Tuesday, 28 August 2012
A few paces away from where I stand, some students are sitting in front of computers accessing the Internet. One comes over and asks me about a change in her schedule. I say "Fine" and she returns to her place, happy.
I worry about a hacker's module I'm about to introduce. Will it attract students. How much skill should I impart? To hacking a phone or computer? I reason that hacking is not about breaking into secured devices; it's about the fine art of programming.
In the next scene, I am talking with Carmen. She is wondering what computer course she should take. She's trying to do something that will help in her work. I offer some comments and asks what sort of work she is doing or hope to advance to next. We talk and continue to look at some brochures.
Carmen's mom appear next. She is deciding what to cook. We are in a wet market and looking at a few yong tau foo items on a large stainless steel tray. The items seem to have been pre-fried. I'm OK with her choices as I happen to like tau foo. Or more precisely, tau kua.
On the dining table, a pizza is served. It is large, almost twice the normal size. On it is sprinkled generously tau kua bits mixed with minced pork. It's as if a tau kua pau has been chopped up and used as pizza topping. In any case, I seem to approve. Someone stands from his seat and sprinkles tobasco sauce all over the pizza.
Prawns, we must have prawns. I am at an off-shore prawn farm looking at how the critters are raised. They are as big as lobsters with two long spiny claws. They remind me of those found in Butterworth, Malaysia. Carmen's mom is there to show me around. She's the owner.

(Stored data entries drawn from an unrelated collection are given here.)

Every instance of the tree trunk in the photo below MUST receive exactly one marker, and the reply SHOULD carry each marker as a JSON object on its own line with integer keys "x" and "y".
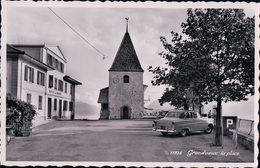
{"x": 218, "y": 127}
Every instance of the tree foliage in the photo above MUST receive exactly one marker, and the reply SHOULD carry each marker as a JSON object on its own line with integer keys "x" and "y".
{"x": 214, "y": 61}
{"x": 214, "y": 58}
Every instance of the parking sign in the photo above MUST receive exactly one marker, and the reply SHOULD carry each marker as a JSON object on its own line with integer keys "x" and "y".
{"x": 229, "y": 122}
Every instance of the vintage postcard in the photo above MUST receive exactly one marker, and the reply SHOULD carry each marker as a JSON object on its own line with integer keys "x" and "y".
{"x": 129, "y": 84}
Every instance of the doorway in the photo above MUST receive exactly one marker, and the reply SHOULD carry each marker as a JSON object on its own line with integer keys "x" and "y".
{"x": 60, "y": 108}
{"x": 49, "y": 108}
{"x": 125, "y": 113}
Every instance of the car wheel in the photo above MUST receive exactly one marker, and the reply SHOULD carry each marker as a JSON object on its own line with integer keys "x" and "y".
{"x": 209, "y": 129}
{"x": 184, "y": 132}
{"x": 164, "y": 133}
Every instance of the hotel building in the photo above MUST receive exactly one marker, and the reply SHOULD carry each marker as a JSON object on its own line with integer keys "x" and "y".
{"x": 37, "y": 74}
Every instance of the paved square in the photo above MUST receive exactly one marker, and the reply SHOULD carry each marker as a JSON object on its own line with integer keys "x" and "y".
{"x": 120, "y": 141}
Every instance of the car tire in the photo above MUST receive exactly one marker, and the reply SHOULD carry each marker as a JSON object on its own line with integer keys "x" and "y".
{"x": 164, "y": 133}
{"x": 209, "y": 129}
{"x": 184, "y": 132}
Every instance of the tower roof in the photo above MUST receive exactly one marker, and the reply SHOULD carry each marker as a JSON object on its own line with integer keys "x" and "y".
{"x": 126, "y": 58}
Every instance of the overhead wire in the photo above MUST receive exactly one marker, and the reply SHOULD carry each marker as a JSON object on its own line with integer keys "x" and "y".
{"x": 75, "y": 31}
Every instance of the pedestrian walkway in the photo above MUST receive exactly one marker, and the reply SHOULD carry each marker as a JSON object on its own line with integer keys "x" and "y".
{"x": 120, "y": 141}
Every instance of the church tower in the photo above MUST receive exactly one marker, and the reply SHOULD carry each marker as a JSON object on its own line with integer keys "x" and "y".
{"x": 126, "y": 89}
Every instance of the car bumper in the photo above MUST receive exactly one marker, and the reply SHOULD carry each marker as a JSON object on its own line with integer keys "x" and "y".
{"x": 163, "y": 130}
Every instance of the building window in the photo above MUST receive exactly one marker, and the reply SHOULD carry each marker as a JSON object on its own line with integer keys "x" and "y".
{"x": 26, "y": 73}
{"x": 65, "y": 87}
{"x": 29, "y": 74}
{"x": 60, "y": 86}
{"x": 56, "y": 64}
{"x": 40, "y": 103}
{"x": 40, "y": 78}
{"x": 55, "y": 84}
{"x": 62, "y": 67}
{"x": 50, "y": 81}
{"x": 70, "y": 106}
{"x": 71, "y": 87}
{"x": 65, "y": 105}
{"x": 29, "y": 98}
{"x": 55, "y": 104}
{"x": 49, "y": 60}
{"x": 126, "y": 79}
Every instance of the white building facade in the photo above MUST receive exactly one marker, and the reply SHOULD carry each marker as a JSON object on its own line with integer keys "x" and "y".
{"x": 37, "y": 74}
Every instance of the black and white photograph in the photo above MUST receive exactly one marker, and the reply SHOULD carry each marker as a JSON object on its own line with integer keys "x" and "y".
{"x": 152, "y": 84}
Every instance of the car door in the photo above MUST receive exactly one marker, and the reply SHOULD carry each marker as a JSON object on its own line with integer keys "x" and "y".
{"x": 189, "y": 122}
{"x": 200, "y": 124}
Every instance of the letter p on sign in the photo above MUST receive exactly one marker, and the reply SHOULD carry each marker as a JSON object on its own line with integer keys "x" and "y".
{"x": 229, "y": 122}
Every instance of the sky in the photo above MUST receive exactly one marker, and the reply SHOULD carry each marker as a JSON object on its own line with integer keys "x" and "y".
{"x": 104, "y": 28}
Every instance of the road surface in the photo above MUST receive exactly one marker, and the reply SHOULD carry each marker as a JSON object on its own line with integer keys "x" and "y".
{"x": 118, "y": 141}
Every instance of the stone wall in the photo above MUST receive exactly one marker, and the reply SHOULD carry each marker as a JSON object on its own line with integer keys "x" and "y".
{"x": 126, "y": 94}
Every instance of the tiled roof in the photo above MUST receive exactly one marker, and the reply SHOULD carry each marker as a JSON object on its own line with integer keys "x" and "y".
{"x": 71, "y": 80}
{"x": 126, "y": 58}
{"x": 11, "y": 49}
{"x": 103, "y": 95}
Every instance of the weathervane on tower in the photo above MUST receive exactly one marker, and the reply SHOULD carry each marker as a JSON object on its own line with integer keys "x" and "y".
{"x": 127, "y": 18}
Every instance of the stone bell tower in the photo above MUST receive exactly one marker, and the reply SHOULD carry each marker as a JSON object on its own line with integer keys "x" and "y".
{"x": 126, "y": 89}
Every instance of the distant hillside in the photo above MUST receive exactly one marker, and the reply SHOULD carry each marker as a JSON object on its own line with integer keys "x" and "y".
{"x": 86, "y": 111}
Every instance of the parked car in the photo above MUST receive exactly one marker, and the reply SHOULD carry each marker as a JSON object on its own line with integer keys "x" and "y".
{"x": 161, "y": 114}
{"x": 183, "y": 122}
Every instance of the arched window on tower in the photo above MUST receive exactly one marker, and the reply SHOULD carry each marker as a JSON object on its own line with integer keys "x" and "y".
{"x": 126, "y": 79}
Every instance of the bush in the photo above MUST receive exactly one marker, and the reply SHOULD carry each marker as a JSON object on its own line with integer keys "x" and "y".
{"x": 19, "y": 115}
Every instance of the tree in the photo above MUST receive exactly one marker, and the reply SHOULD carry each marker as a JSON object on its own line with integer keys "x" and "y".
{"x": 214, "y": 59}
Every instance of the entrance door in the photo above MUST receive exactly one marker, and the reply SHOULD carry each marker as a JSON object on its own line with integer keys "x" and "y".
{"x": 49, "y": 108}
{"x": 125, "y": 113}
{"x": 60, "y": 108}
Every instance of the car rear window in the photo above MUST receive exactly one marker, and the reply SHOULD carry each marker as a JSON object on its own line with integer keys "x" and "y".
{"x": 173, "y": 114}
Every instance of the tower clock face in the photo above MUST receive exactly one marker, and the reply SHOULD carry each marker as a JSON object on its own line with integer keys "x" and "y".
{"x": 115, "y": 80}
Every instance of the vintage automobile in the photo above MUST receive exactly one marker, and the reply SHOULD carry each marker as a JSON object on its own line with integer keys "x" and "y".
{"x": 161, "y": 114}
{"x": 183, "y": 122}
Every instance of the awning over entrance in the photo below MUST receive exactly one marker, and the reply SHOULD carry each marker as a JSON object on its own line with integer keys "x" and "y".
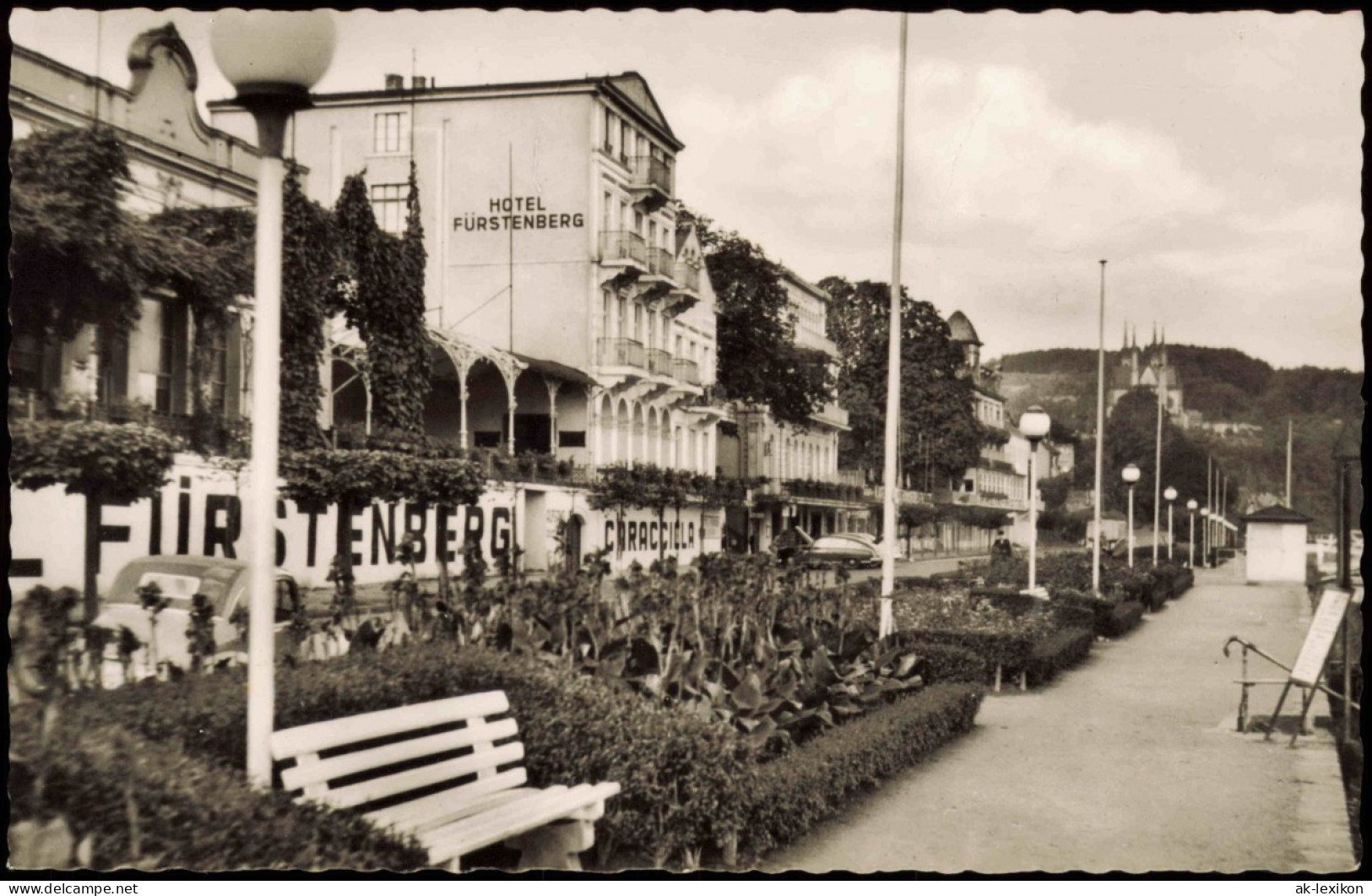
{"x": 556, "y": 371}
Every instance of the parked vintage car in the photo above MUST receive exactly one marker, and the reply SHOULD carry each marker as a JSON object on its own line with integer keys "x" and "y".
{"x": 838, "y": 551}
{"x": 179, "y": 579}
{"x": 867, "y": 540}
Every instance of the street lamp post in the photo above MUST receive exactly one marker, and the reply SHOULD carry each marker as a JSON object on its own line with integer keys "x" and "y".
{"x": 1033, "y": 424}
{"x": 1131, "y": 476}
{"x": 1191, "y": 540}
{"x": 1170, "y": 494}
{"x": 272, "y": 59}
{"x": 1205, "y": 537}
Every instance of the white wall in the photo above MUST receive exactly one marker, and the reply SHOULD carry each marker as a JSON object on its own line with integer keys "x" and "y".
{"x": 1277, "y": 551}
{"x": 195, "y": 515}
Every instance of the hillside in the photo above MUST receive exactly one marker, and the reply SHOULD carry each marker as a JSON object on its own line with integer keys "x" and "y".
{"x": 1224, "y": 384}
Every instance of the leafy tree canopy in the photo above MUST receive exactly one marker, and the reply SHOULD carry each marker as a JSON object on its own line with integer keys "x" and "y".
{"x": 386, "y": 305}
{"x": 936, "y": 404}
{"x": 759, "y": 360}
{"x": 102, "y": 460}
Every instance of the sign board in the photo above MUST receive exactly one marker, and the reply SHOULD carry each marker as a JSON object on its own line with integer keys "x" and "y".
{"x": 1328, "y": 616}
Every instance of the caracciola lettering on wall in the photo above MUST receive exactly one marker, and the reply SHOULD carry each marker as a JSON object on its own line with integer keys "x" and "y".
{"x": 519, "y": 213}
{"x": 649, "y": 535}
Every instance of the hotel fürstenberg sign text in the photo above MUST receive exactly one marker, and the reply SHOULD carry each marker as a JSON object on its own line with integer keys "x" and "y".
{"x": 518, "y": 213}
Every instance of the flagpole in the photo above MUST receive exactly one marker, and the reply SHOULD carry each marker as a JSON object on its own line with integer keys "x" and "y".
{"x": 1288, "y": 463}
{"x": 1101, "y": 432}
{"x": 888, "y": 518}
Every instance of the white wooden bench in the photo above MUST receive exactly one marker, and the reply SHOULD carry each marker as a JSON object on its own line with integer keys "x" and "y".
{"x": 377, "y": 760}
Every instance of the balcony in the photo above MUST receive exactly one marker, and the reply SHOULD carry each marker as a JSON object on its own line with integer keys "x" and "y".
{"x": 616, "y": 351}
{"x": 623, "y": 248}
{"x": 659, "y": 362}
{"x": 686, "y": 371}
{"x": 687, "y": 276}
{"x": 651, "y": 182}
{"x": 660, "y": 263}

I enter a room and some colleagues from a factory are there. They are busy enjoying karaoke. A Grasshopper band plays. Jessy, a Grasshopper fan, approaches me and says, "Huh? Why like that want?" I look to where she is pointing. There are grasshoppers in the fishing nets. They kinda look like prawns.
Birds fly down and feast on those grasshoppers. We catch one and had it is steamed with cut red chilli. It's always freshest at the kelong! It looks like a black chicken, and is cooked in familial herbal sauce.
After the meal, I sit by the edge of what is now a kelong and enjoy the sunset. I fall asleep and wake.